A Language for Function Signature Representations

Recent work in natural language processing has looked at learning text to code translation models using parallel pairs of text and code samples from example source code libraries (for a review, see Neubig (2016)). In particular, Richardson and Kuhn (2017a,b); Richardson et al. (2018) look at learning to translate short text descriptions to function signature representations as a first step towards modeling the semantics of function documentation. Examples pairs of docstring and function signature representations are shown in Figure 1; using such pairs, the goal is to learn a general model that can robustly translate a given description of a function to a formal representation of that function. Initially, these datasets were proposed as a synthetic resource for studying semantic parser induction (Mooney, 2007), or for building models that learn to translate text to formal meaning representations from parallel data (see Richardson et al. (2017) for a proposal on using these datasets for the inverse problem of data-to-text generation). To date, we have built around 45 API datasets across 11 popular programming languages (e.g., Python, Java, C, Scheme, Haskell, PHP) and 7 natural languages (see Richardson (2017)), each using an ad hoc rendering of the target function signature representations.
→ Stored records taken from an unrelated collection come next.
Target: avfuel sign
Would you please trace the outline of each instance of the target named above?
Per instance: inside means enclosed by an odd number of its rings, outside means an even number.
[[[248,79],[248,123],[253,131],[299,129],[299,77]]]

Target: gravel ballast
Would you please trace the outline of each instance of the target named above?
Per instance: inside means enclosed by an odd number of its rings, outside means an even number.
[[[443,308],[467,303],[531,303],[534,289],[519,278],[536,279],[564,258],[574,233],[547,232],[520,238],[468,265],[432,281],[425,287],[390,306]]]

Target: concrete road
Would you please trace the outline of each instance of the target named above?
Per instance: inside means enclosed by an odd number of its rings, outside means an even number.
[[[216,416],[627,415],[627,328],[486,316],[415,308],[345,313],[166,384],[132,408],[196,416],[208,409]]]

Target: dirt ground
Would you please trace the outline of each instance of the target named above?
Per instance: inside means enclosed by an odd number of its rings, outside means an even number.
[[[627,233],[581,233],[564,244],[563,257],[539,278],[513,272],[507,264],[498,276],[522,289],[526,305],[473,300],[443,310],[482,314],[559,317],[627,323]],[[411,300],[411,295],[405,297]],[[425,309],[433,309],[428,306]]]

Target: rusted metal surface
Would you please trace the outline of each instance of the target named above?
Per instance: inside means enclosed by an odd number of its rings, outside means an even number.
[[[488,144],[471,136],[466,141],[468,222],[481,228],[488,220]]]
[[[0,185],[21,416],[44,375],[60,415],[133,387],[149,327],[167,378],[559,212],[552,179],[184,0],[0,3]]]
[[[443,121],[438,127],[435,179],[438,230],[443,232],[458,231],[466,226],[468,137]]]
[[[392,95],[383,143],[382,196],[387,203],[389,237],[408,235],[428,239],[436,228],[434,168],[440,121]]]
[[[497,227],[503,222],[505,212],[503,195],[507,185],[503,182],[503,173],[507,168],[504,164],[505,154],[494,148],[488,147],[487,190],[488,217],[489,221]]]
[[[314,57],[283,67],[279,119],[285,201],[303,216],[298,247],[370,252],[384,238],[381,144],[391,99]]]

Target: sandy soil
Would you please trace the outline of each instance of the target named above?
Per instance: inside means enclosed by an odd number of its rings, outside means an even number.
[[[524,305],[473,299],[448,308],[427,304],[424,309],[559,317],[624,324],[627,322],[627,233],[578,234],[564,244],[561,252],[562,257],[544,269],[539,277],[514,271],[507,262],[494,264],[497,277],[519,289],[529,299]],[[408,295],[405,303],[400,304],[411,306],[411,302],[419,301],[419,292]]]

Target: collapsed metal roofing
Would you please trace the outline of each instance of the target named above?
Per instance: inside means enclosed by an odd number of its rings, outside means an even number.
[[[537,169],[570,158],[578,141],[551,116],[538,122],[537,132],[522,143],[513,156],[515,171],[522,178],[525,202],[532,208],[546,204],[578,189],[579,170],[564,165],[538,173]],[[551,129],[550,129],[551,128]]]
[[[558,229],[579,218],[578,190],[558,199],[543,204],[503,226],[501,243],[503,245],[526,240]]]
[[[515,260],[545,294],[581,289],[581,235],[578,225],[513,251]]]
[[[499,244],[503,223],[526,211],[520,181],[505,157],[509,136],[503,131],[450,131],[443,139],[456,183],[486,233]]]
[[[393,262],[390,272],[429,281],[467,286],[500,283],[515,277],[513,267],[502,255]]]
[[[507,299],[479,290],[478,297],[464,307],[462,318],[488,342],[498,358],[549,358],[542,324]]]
In this brief note, we define a unified syntax for expressing these representations, as well as a systematic mapping into first-order logic and a small subject domain model. In doing this, we aim to answer the following question: what do these function signatures that are being learned actually mean, and how can they be used for solving more complex natural language understanding problems (for a similar idea, see Bos (2016))? By recasting the learned representations in terms of classical logic, the hope is that our datasets will in particular be made more accessible to studies on natural language based program synthesis (Raza et al., 2015) and natural language programming more generally. In what follows, we first define a general syntax for these representations, then discuss the mapping into logic and the various applications that motivate our particular approach and subject domain model.